First-Line Drug Classes
The recommended first-line agents are diuretics, CCBs, ACE inhibitors (ACEi), and ARBs. Beta-blockers are NOT recommended as first-line unless there is a compelling indication (heart failure with reduced EF, post-MI, angina, or rate control for AF).
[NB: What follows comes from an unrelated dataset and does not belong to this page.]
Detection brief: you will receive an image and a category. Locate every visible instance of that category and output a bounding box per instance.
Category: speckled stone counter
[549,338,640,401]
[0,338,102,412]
| Drug Class | Examples | Usual Dose | Notes |
|---|
| Thiazide/Thiazide-like diuretic | Chlorthalidone, Hydrochlorothiazide, Indapamide | Chlorthalidone 12.5-25 mg/day | "Best in class" in meta-analyses for CVD prevention; first choice in most Black patients |
| ACE Inhibitor | Lisinopril, Enalapril, Ramipril | Lisinopril 10-40 mg/day | Prefer in diabetics, CKD with proteinuria; causes dry cough in ~10%; avoid in pregnancy |
| ARB | Losartan, Valsartan, Olmesartan | Losartan 50-100 mg/day | Use when ACEi not tolerated; same indications; no cough |
| Calcium Channel Blocker (CCB) | Amlodipine, Nifedipine (long-acting) | Amlodipine 5-10 mg/day | Better for stroke prevention; preferred in Black patients; good combo with ACEi/ARB |
- Harrison's Principles of Internal Medicine 22E (2025), p. 1945-1948
Preferred Combinations
- ACEi or ARB + CCB - very effective, especially per ACCOMPLISH trial
- ACEi or ARB + thiazide diuretic - also effective and widely used
- Do NOT combine ACEi + ARB - doubles RAS blockade, increases harm (hypotension, hyperkalemia, AKI) with no added BP benefit
Typical First Prescription for a Healthy 35-Year-Old Male
If no compelling indications or contraindications:
- Amlodipine 5 mg + Lisinopril 10 mg (or as a fixed-dose combination tablet) once daily
- Or Chlorthalidone 12.5 mg + one of the above
Step 4: BP Target
Goal: < 130/80 mmHg for all adults with hypertension, regardless of age, per ACC/AHA 2025 guideline.
Step 5: Follow-Up
- Reassess every 2-4 weeks after initiating or changing therapy until BP is at goal
- Once BP is controlled: reassess every 3-6 months
- At each visit: check adherence, side effects, home BP logs, and repeat basic labs (electrolytes, creatinine) after starting RAAS inhibitors
Special Considerations for a Young Male
- Secondary hypertension workup should be considered more actively in younger patients - renovascular hypertension, primary aldosteronism, and sleep apnea are more common causes than in older adults
- Erectile dysfunction - note that beta-blockers and thiazides can worsen this; ACEi/ARB/CCB are more neutral
- Athletic activity - CCBs and ACEi are preferred over beta-blockers which blunt exercise heart rate response
- Lifetime CVD risk - at 35, even modest untreated hypertension carries very high lifetime cardiovascular risk; early treatment is strongly justified
Summary Algorithm
BP = 140/90 → Stage 2 Hypertension
↓
Workup: labs + ECG + secondary HTN screen
↓
ASCVD risk assessment (Pooled Cohort Equations)
↓
Lifestyle modification (always) + Drug therapy (mandatory at Stage 2)
↓
Start 2 agents: ACEi/ARB + CCB or thiazide (fixed-dose preferred)
↓
Target: BP < 130/80 mmHg
↓
Follow up every 2-4 weeks until goal achieved
Key Recent Evidence: The
2025 AHA/ACC Hypertension Guideline (
PMID: 40811516) published in
Hypertension 2025 is now the most current guideline, superseding the 2017 version. It reinforces < 130/80 targets, mandates dual therapy for Stage 2, and strongly promotes SMBP (self-measured BP monitoring) and team-based care including telehealth.